Le niveau décisionnel sera en interaction continue avec un niveau local de planification de trajectoire, qui consiste à sélectionner une manœuvre locale optimale, adaptée pour un fonctionnement en temps réel dans un environnement dynamique, et qui répond à plusieurs contraintes comme la dynamique du véhicule (stabilité, confort), l’évitement de collision, le code de la route et le suivi d’une trajectoire globale de référence. Cette partie sera basée sur nos travaux antérieurs en collaboration entre l’Heudiasyc et l’UL. A ce niveau, le travail consistera au suivant :
- La planification de chemin (aspect latéral) : une approche réactive sera étendue pour inclure de nouveaux critères de performances, notamment en lien avec la réduction d’énergie.
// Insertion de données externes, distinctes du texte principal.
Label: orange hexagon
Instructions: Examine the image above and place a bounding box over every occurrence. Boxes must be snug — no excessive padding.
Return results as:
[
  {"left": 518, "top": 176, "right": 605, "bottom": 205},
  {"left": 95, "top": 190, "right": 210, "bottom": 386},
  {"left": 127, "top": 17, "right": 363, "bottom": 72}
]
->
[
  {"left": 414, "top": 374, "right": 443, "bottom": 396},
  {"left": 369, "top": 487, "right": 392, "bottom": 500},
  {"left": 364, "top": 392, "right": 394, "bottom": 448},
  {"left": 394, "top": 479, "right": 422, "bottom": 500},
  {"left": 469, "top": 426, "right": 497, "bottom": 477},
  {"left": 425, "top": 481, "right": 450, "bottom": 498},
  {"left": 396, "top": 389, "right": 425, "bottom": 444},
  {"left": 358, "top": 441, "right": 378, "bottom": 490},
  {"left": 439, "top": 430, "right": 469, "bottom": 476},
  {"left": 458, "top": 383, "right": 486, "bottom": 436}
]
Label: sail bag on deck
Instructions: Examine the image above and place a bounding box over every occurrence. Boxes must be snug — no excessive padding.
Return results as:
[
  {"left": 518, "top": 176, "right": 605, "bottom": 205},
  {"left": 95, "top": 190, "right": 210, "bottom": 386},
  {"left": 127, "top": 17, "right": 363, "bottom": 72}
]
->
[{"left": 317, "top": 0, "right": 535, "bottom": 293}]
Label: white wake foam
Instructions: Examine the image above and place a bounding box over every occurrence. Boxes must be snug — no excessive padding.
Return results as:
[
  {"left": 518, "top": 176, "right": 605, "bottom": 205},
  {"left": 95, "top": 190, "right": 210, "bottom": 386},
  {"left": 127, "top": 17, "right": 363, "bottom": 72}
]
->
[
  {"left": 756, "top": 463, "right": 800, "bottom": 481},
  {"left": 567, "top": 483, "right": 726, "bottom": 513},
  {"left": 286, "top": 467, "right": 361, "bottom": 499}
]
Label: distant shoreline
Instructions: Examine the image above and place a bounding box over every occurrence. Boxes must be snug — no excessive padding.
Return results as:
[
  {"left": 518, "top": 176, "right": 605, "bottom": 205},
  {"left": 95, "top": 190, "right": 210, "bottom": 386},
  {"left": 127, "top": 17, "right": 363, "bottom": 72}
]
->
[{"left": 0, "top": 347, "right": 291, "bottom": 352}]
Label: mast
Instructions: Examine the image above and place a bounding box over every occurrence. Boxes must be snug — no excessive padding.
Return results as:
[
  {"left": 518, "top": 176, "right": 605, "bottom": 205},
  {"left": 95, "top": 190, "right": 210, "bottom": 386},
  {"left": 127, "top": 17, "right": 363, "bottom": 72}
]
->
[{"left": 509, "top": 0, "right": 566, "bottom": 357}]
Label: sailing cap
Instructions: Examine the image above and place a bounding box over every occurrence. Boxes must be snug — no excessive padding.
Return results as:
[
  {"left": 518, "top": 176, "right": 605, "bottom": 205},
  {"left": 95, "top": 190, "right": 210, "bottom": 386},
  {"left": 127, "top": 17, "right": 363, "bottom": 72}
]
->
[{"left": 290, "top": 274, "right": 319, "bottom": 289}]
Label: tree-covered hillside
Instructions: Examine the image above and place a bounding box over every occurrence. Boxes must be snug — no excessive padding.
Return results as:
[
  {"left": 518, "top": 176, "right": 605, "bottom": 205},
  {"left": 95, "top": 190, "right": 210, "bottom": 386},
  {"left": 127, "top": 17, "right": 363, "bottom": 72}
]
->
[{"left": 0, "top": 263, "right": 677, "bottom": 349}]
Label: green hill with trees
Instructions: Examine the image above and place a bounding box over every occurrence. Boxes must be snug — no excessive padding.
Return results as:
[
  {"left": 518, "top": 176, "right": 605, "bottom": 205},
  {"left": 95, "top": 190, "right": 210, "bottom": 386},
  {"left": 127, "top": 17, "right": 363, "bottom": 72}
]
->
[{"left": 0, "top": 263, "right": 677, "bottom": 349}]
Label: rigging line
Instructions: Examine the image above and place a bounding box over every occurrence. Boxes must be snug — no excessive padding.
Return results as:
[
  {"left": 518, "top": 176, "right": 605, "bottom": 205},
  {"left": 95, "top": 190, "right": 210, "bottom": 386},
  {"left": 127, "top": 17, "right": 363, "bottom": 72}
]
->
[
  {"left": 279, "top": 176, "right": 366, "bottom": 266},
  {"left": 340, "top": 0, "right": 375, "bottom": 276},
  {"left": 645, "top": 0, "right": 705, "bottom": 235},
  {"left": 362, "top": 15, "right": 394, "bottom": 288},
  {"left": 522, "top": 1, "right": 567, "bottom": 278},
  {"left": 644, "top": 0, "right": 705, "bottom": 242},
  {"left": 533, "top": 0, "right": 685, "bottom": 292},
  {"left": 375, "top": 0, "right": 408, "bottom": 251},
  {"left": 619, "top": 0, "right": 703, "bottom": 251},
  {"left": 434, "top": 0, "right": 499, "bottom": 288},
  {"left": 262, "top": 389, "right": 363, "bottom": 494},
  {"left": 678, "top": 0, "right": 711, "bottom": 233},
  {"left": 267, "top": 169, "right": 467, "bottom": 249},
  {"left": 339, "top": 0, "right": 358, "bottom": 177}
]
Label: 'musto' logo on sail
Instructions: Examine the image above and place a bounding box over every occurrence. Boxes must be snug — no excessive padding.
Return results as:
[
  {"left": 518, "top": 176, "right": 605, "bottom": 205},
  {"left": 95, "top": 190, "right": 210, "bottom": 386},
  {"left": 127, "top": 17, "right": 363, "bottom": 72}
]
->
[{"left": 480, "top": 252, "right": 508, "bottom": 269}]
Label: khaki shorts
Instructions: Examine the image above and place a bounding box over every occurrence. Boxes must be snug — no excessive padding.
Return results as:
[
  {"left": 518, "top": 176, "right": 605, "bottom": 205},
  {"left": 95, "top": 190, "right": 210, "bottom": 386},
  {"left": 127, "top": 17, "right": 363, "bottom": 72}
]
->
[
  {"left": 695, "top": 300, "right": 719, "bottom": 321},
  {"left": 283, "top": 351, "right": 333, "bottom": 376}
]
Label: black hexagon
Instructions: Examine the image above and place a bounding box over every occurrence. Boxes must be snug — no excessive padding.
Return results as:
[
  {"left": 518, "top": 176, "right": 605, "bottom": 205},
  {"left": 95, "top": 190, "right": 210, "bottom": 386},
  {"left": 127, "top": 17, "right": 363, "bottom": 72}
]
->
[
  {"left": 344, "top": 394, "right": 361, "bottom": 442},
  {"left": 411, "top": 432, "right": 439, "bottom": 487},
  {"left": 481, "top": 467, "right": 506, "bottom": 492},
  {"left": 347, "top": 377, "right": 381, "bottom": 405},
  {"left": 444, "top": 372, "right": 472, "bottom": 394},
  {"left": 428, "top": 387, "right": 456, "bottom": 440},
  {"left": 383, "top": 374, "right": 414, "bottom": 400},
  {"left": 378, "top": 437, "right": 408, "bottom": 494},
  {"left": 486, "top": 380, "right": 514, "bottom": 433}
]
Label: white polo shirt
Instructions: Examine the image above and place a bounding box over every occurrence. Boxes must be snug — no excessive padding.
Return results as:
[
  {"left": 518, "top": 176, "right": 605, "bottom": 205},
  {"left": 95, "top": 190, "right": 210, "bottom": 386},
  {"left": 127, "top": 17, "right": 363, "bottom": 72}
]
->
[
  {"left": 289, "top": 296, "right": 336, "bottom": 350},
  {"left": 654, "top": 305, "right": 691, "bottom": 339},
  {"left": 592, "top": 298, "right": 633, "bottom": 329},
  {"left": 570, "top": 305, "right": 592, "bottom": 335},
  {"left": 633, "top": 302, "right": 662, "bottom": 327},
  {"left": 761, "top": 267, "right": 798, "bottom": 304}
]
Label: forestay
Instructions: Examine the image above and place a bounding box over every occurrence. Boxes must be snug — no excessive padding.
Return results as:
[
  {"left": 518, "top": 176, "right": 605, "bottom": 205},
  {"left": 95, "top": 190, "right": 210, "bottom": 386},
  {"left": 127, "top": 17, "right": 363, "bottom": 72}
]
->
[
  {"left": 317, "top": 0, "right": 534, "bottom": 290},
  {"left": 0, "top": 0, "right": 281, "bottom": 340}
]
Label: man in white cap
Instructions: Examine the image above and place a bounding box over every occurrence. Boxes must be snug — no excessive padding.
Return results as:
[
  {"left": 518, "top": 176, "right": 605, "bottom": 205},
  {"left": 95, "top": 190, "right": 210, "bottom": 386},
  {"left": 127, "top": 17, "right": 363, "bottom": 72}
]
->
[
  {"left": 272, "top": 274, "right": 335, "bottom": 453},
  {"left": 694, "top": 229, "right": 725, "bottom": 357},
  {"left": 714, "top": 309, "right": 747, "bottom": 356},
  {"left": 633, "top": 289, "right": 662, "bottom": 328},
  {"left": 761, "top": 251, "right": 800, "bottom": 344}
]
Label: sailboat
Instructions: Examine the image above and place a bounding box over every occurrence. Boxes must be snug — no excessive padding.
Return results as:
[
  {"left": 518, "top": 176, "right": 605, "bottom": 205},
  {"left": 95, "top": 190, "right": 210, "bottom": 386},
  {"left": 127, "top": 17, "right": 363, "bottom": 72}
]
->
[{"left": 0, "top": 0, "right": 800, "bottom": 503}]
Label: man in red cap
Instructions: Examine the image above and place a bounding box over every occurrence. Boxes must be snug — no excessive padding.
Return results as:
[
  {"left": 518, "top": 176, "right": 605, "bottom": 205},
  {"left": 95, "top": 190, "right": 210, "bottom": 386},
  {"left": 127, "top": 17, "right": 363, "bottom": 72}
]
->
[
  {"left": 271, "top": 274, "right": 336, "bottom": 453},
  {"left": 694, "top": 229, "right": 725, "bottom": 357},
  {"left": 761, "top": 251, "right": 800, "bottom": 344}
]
- La planification d’un profil de vitesse (aspect longitudinal) : associé au chemin pour considérer le confort, la stabilité, ainsi que l’anticipation de certaines manœuvres de freinage/accélération pour optimiser la consommation d’énergie (intersection, arrêt, feu de signalisation, etc.).
Le contrôle des actionneurs pour le suivi de la trajectoire n’est pas dans le scope de cette thèse. Des modules développés par le laboratoire Heudiasyc seront utilisés. Ils sont basés sur des commandes robustes, adaptatives et non-linéaires, comme le mode glissant et l’Immersion & l’Invariance.
Ce projet de thèse s’inscrit dans la continuité de travaux de collaboration antérieurs avec l’UL, dans le domaine du contrôle et de la planification de trajectoire pour véhicule autonome. En plus, cette thèse s’intègre dans le cadre du projet international IRP Adonis (2020-2025), entre le CNRS, l’UTC en France ; et le CNRS-Liban, l’UL au Liban.